The film is rife with horror film clichés (scaly hands reaching from under the bed, ghosts that no one else can see) but few moments are actually scary.
The plot unfolds in a large, eerie house along a lake somewhere in New England, and the girls repeatedly find themselves in situations that leave viewers uncomfortable and nervous. That's fairly standard for horror films, too: the "why would you put yourself in that situation?" feeling.
The suspense and feelings of unease come from not quite knowing what is happening — is Anna's house really haunted? Would a nurse really go so far as to kill a client to get with the client's husband? And what about those ghostly children who keep hanging around, and the article that the sisters found online that details the murders of three children by a jealous nanny? Could they be trying to convey a message?

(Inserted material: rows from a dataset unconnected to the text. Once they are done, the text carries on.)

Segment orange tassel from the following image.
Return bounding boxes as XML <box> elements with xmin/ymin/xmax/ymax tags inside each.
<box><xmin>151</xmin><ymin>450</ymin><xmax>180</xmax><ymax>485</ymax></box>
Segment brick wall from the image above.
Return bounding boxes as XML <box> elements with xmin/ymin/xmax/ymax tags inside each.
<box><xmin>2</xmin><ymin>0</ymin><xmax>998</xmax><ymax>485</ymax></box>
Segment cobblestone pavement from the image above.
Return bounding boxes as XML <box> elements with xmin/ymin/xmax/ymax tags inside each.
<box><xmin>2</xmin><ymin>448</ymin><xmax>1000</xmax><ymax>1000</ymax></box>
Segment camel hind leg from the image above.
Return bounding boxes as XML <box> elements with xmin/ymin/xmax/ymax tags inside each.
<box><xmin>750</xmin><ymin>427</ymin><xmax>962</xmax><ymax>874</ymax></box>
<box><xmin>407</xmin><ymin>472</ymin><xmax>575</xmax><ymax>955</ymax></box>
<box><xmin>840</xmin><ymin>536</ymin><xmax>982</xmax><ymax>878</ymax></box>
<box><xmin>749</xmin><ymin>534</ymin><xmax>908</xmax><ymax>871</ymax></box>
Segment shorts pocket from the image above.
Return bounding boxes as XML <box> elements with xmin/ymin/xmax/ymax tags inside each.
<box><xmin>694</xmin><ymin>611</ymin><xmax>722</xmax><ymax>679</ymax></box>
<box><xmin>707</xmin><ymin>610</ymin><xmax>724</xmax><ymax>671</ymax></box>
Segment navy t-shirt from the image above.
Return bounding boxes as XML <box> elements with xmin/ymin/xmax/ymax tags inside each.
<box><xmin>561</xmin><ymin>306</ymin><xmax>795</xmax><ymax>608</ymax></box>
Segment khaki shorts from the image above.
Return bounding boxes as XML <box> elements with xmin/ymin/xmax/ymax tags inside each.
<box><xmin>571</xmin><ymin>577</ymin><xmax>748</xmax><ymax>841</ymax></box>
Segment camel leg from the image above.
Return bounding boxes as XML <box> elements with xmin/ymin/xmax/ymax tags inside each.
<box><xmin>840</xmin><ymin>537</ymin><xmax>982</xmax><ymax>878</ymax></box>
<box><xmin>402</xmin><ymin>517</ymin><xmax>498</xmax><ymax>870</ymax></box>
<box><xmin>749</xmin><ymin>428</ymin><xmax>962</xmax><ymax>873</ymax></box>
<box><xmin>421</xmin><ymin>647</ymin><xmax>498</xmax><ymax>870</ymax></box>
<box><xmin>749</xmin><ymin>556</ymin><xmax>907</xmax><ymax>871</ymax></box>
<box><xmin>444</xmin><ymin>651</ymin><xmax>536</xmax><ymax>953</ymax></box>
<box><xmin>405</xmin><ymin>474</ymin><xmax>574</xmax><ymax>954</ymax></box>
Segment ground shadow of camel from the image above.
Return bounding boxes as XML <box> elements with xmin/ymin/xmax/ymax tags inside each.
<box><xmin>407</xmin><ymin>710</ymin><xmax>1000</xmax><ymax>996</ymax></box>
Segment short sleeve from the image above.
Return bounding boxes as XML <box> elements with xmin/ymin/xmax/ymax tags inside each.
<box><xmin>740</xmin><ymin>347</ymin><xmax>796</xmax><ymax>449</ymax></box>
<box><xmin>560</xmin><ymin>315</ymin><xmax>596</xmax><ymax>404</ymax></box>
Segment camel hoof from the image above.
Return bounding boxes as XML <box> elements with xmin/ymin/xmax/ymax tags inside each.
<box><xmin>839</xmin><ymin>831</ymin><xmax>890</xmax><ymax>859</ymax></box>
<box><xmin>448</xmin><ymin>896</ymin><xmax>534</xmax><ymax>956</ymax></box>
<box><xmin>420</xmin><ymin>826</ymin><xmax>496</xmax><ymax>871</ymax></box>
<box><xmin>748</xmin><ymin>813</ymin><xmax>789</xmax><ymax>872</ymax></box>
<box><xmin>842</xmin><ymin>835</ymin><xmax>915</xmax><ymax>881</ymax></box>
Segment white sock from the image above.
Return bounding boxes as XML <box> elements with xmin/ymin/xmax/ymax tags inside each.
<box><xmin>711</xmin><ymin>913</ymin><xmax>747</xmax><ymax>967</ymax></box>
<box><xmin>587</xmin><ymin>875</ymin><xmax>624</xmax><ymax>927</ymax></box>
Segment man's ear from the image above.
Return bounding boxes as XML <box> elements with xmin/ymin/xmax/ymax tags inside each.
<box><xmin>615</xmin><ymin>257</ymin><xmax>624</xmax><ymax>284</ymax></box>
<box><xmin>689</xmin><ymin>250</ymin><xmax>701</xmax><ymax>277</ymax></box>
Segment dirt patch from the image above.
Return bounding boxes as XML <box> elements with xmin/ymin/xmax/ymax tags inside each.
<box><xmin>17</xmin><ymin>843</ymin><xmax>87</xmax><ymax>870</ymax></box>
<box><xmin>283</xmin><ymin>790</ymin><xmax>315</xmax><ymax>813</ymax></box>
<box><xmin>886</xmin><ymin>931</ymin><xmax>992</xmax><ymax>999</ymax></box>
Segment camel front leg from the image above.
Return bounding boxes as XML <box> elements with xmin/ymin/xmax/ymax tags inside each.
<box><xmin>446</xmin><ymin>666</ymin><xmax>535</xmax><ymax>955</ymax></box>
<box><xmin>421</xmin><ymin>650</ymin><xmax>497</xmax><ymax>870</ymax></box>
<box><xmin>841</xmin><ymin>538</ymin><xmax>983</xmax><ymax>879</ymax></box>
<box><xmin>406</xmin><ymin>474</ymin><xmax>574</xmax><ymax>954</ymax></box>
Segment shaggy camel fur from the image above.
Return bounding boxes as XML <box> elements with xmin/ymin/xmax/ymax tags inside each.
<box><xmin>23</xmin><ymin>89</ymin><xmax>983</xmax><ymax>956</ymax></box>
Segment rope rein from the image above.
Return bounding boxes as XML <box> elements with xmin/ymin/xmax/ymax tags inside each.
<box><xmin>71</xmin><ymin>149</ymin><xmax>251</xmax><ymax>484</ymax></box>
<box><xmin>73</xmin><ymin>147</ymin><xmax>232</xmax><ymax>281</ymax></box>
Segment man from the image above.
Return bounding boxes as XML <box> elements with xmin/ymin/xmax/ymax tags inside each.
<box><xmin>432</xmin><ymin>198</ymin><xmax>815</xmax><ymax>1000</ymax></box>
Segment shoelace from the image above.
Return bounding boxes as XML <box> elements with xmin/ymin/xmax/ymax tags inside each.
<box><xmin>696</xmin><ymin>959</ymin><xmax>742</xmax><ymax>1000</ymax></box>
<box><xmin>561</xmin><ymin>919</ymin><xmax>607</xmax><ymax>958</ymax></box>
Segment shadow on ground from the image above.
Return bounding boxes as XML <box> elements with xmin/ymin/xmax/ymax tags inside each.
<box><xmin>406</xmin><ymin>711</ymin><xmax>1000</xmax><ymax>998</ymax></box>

The performances offered by Browning and Kebbel are believable. Browning lends a natural sort of guilelessness to the role of Anna, and Kebbel's Alex is nearly perfect. The script for "The Uninvited" leaves something to be desired, but all the principle actors do the best they can with what they're given.
The film's resolution may not necessarily come as a surprise to audiences. What is surprising is the extent to which the plot entanglements change dramatically to arrive at the conclusion. Directors Charles and Thomas Guard have crafted a psychological thriller that, while perhaps not truly scary, is full of moments that will make audiences jump and cause goose bumps.